Operação contra falsificação de agrotóxicos prende cachoeirense no Oliveira

Por 22 de junho de 2021

Operação Alquimia: um dos presos na ação foi capturado pela Polícia Civil em Cachoeira do Sul / Foto: PC/Divulgação

Um homem foi preso em Cachoeira do Sul na manhã desta terça-feira (22) na Operação Alquimia, que desmantelou um esquema de falsificação de agrotóxicos com ramificações em 15 cidades do Rio Grande do Sul, São Paulo, Mato Grosso e Bahia. A ação foi deflagrada pela Delegacia de Polícia Especializada na Repressão aos Crimes Rurais e Abigeato (Decrab) de Cruz Alta e contou com a participação de agentes das delegacias de Cachoeira do Sul na captura do suspeito e no cumprimento de mandados de busca e apreensão na cidade.

Rogério Lucas Silveira, de 46 anos, foi preso em cumprimento de mandado judicial de prisão preventiva no Bairro Oliveira, na zona norte da cidade, sob suspeitas de crime ambiental e contrabando. Na casa onde ele foi preso, a Polícia Civil encontrou agrotóxicos em quantidade considerável, embalagens e uma máquina para fechar frascos de defensivos. O crime se configurou porque os produtos estavam armazenados em local e de modo inadequados.

As investigações da Polícia Civil apontam que os agrotóxicos teriam sido contrabandeados do Uruguai. O cachoeirense foi conduzido à Delegacia de Polícia de Pronto Atendimento (DPPA), onde o delegado Rodrigo Marquardt da Silveira lavra o flagrante para o homem ser recolhido ao Presídio Estadual de Cachoeira do Sul.

A Operação Alquimia teve o cumprimento de 53 mandados de busca e apreensão e, além de do cachoeirense Rogério Lucas Silveira, outras quatro pessoas foram presas em diferentes regiões do Brasil.  Também houve bloqueio de contas e apreensão de veículos dos investigados. Apoiam a operação as polícias civis da BA, MT e SP, e o Pelotão de Polícia Ambiental de Cruz Alta.
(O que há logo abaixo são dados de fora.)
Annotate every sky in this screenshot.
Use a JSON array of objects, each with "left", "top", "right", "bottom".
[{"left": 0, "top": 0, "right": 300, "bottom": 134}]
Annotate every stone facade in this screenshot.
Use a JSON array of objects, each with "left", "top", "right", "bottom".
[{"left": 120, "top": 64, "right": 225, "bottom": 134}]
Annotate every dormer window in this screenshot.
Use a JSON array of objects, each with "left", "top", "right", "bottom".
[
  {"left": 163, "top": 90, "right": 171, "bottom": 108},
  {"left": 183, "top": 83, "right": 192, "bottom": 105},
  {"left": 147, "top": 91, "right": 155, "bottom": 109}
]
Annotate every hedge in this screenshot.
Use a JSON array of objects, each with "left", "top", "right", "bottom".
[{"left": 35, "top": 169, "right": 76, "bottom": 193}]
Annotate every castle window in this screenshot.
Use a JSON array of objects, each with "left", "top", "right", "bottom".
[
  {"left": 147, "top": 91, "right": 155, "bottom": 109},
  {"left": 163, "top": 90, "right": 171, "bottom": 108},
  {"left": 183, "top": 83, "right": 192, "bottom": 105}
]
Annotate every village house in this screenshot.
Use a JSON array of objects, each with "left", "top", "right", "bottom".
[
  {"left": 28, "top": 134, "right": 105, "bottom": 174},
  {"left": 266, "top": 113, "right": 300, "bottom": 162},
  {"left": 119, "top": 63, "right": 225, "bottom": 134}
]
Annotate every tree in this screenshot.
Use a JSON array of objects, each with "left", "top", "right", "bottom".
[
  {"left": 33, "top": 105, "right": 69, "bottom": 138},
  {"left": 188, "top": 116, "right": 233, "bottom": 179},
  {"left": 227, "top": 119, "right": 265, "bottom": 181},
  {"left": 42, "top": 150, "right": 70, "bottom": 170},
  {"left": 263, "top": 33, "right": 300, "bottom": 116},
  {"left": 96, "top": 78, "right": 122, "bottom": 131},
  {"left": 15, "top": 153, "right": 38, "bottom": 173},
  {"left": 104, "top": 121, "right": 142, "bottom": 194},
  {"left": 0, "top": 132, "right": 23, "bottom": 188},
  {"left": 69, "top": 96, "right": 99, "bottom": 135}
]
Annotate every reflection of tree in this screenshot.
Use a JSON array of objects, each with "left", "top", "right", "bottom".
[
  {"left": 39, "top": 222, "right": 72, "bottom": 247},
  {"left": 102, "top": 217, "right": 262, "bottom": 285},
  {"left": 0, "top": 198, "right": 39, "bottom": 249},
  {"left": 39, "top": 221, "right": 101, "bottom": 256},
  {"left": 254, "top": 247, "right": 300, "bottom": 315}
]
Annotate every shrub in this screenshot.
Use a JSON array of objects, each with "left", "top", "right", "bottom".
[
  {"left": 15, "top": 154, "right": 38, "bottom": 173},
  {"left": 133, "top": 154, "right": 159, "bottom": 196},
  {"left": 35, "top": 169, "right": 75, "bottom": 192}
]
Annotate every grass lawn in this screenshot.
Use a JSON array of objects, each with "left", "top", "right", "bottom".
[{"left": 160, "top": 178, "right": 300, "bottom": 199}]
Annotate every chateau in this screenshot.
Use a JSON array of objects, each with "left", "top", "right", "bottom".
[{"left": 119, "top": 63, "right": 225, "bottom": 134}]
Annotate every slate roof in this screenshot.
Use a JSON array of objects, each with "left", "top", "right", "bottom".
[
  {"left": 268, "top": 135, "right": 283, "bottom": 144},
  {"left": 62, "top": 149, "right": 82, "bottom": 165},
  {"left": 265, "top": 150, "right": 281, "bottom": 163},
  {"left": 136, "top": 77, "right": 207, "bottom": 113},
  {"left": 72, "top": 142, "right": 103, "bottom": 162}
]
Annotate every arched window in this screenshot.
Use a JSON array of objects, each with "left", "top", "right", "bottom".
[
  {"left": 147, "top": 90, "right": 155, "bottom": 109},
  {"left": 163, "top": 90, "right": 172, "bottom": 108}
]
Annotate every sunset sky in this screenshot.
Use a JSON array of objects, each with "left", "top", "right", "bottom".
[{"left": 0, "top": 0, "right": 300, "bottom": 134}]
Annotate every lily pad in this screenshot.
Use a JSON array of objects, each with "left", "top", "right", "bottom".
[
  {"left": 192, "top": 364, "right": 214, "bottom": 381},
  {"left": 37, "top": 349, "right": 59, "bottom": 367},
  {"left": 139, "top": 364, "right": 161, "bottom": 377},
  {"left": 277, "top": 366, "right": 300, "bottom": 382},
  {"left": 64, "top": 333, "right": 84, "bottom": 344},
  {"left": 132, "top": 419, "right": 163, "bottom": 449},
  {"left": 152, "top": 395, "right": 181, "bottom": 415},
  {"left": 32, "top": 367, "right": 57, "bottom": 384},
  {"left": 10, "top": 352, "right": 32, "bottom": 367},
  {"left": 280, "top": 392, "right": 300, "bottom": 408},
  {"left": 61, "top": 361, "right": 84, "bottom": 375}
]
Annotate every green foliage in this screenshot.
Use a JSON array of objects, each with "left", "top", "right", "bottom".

A investigação realizada pela DECRAB/Cruz Alta apurou que grandes carregamentos de agrotóxicos falsos, “fabricados” em Ribeirão Preto/São Paulo, onde reside a grande liderança da organização, eram transportados e armazenados nas cidades de Ijuí e Cruz Alta. Criminosos desta região se encarregavam de comercializar e repassar parte dos produtos para integrantes de outros locais do Estado, inclusive em Cachoeira do Sul. Estes produtos eram comercializados com agricultores a valores bem abaixo do valor de mercado.

Quando aplicados na lavoura, por óbvio, não produziam o efeito desejado. Durante a investigação foram apreendidos produtos falsificados com integrantes do grupo nas cidades de Ijuí e Cruz Alta, além de terem sido apreendidos também com agricultores lesados.

Amostras foram encaminhadas para análise das empresas fabricantes, sendo então constatada a total ausência do princípio ativo dos produtos. Um dos líderes da organização, preso no dia de hoje em SP, chegou a ser preso em flagrante em março de 2020 na cidade de Ribeirão Preto/SP com a descoberta de um dos seus laboratórios clandestinos. Foi solto na sequência, quando então pode retornar com as remessas.

As prisões preventivas foram decretadas em face das lideranças da organização, embora o número de integrantes seja maior. Muitos deles possuem antecedentes e estão envolvidos também com outras práticas criminosas: estelionatos, furtos e receptação de defensivos, contrabando, descaminho, crimes ambientais, associação criminosa, dentre outros.